Have you ever been in love?
Yes, I’m in love right now! I’ve been in a relationship for two years. I think that love comes in so many shapes and forms - it just depends. Love can be found anywhere. You’re in tune with it and being open to receiving it and finding it. Even in the day-to-day life. Love can be grand gestures, but I think love is also the little moments: for instance, excited when that person comes home from work.
When did you know you loved your girlfriend?
Very quick into the relationship. We were friends for a bit first, and then we took the first romantic step and then I locked that down immediately; “I’m in love, we’re doing this! You’re mine, you can’t go anywhere.” It was pretty immediate, yes.
That’s really sweet. Who do you admire?
Any human being who is bettering himself or herself. Anyone who is working every day to be a better person and challenge the way we do certain things. I obviously look up to my parents, they are fantastic - I wouldn’t be out here if it weren’t for them. They’ve been incredibly supportive. I look up to quite a lot of people, I think. Despite the dark times and the challenges that come with that, I think there are a lot of amazing people on the frontline of change that I aspire to be like.
Are you optimistic about the future?
I think everything is sort of in flux. I don’t know if everything will change in the long run necessarily. What we can do to create change is absolutely up to us. Sometimes backgrounds don’t align or religion doesn’t align, so I don’t know if we’ll ever get past that completely. But from my perspective, there are actions being taken to create change, which is a beautiful thing.

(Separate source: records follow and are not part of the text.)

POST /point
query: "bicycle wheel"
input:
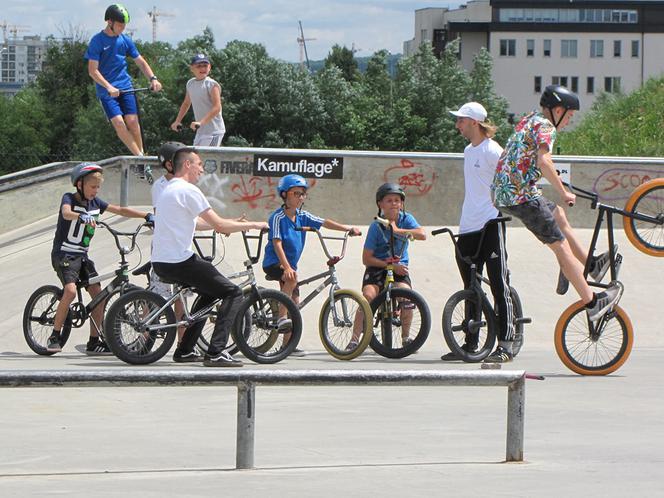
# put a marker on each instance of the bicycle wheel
(400, 324)
(38, 317)
(460, 328)
(129, 336)
(646, 199)
(336, 333)
(593, 353)
(266, 343)
(517, 309)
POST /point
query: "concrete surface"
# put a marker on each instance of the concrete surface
(583, 436)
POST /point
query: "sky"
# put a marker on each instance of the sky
(368, 26)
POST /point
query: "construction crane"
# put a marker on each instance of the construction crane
(154, 14)
(302, 41)
(13, 29)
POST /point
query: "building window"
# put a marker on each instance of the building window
(596, 48)
(612, 84)
(508, 48)
(568, 48)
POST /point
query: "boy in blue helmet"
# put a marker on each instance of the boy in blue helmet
(77, 220)
(285, 243)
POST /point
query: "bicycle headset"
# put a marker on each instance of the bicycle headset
(167, 153)
(290, 181)
(116, 13)
(555, 96)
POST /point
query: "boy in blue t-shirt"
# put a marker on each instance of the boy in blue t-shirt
(285, 243)
(77, 220)
(107, 66)
(390, 199)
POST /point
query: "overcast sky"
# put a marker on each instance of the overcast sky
(370, 25)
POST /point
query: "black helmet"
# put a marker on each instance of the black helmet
(117, 12)
(389, 188)
(556, 95)
(167, 152)
(82, 170)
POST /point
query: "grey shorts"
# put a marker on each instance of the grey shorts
(537, 216)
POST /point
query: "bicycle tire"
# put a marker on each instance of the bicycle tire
(38, 317)
(386, 321)
(265, 343)
(593, 356)
(517, 309)
(124, 326)
(455, 326)
(648, 199)
(336, 338)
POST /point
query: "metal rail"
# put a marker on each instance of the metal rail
(246, 381)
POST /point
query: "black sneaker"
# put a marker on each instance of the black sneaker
(53, 344)
(97, 347)
(223, 359)
(186, 357)
(500, 355)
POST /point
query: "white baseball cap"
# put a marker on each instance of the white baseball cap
(472, 110)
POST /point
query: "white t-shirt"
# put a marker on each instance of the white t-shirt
(176, 211)
(479, 167)
(157, 188)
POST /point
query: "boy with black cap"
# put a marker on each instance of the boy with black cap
(204, 94)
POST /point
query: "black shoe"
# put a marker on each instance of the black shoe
(97, 347)
(186, 357)
(222, 359)
(53, 344)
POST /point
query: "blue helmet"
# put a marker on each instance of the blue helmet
(289, 181)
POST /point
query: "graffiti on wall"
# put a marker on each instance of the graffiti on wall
(417, 179)
(617, 184)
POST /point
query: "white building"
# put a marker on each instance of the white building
(20, 61)
(589, 46)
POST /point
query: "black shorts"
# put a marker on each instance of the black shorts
(72, 268)
(376, 276)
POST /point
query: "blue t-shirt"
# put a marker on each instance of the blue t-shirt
(111, 53)
(283, 228)
(74, 237)
(378, 238)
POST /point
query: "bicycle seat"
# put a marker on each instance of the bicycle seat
(143, 269)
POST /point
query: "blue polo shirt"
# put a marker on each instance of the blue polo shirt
(283, 228)
(378, 238)
(111, 52)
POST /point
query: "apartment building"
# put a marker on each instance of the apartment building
(590, 46)
(20, 61)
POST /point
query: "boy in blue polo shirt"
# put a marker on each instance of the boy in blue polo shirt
(107, 66)
(285, 243)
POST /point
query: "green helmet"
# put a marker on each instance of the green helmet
(118, 13)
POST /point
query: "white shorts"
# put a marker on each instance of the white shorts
(208, 140)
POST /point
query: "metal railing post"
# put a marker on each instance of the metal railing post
(516, 408)
(244, 456)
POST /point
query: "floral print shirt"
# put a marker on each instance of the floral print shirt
(517, 173)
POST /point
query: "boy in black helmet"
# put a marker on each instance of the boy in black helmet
(107, 66)
(526, 158)
(77, 220)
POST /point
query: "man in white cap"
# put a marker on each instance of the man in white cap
(480, 158)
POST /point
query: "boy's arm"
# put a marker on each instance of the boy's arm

Hopefully more of that will come, but I don’t know if we’ll ever reach a point where there are no issues, but I do definitely think things can change for the better.
Did you know when you started filming 13 Reasons Why that you were going to have this much impact?
We were definitively hoping that when someone watched it they would walk away with something positive, but I certainly had no idea that it was going to have this sort of impact and significance. I think we felt it was a good project, but we didn’t know how many people were going to watch it.
What’s your dream?
You know what’s interesting? I think I’m living my dream. The fact that I’m able to create and bring art and characters to life - I’m getting to that, which is absolutely amazing. I just wake up every morning and go; “hey, I’m following my dream! I’m living my dream.” It’s a beautiful thing and I highly recommend it to other people to, you know - reach for your goals. At least give them a shot, so that you never have to wonder; “what if?” We all have different callings and those callings can change. Just because you’re chasing one dream now, doesn’t mean it’s always going to be your dream. Certainly, go for it, so you don’t ask; “what if?” That’s what my dad always told me when I was a kid; “Never ask: what if?” When you’re old and can’t get around easily anymore, you don’t want to go; “what if I had done this?” My parents have always been supportive, and now I’m living my dream.
You’re a lucky bastard.
I am a lucky bastard haha. I’m very aware that I’m a lucky bastard.
You can watch Justin in '13 Reasons Why' on Netflix.